Invasive Species Council of Manitoba

Eurasian Watermilfoil(Myriophyllum spicatum)

Eurasian Watermilfoil is an invasive, submersed aquatic perennial with smooth stems that branch near the surface. Eurasian Watermilfoil is native to Europe, Asia, and Northern Africa, and was introduced into North America in the 1940s, causing ecological damage to rivers, lakes and wetlands.
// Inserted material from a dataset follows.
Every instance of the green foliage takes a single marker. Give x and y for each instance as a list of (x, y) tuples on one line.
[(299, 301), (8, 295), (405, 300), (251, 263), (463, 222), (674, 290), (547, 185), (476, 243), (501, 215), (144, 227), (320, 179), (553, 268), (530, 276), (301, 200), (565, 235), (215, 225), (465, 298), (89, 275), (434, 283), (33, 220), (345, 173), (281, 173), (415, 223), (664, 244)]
Eurasian Watermilfoil has spread to 45 U.S. states and three Canadian provinces (Ontario, Quebec and British Columbia). It has been reported but not confirmed in Manitoba. It was reported in 1998 and again in 2001 in a channel portion of the Souris River in southwestern Manitoba. Of concern to Manitoba is the general northward spread of the plant and established populations in Minnesota and Wisconsin. The species has been confirmed in the Red River Watershed in North Dakota southwest of Fargo.

Description

General: A submersed aquatic rooted plant, growing 2-3 metres in length with vine-like stems and featherlike leaves.

Leaves: Feather-like, whorled about the stem in fours. Leaves on the primary stem may be rigid, linear, and kidney shaped.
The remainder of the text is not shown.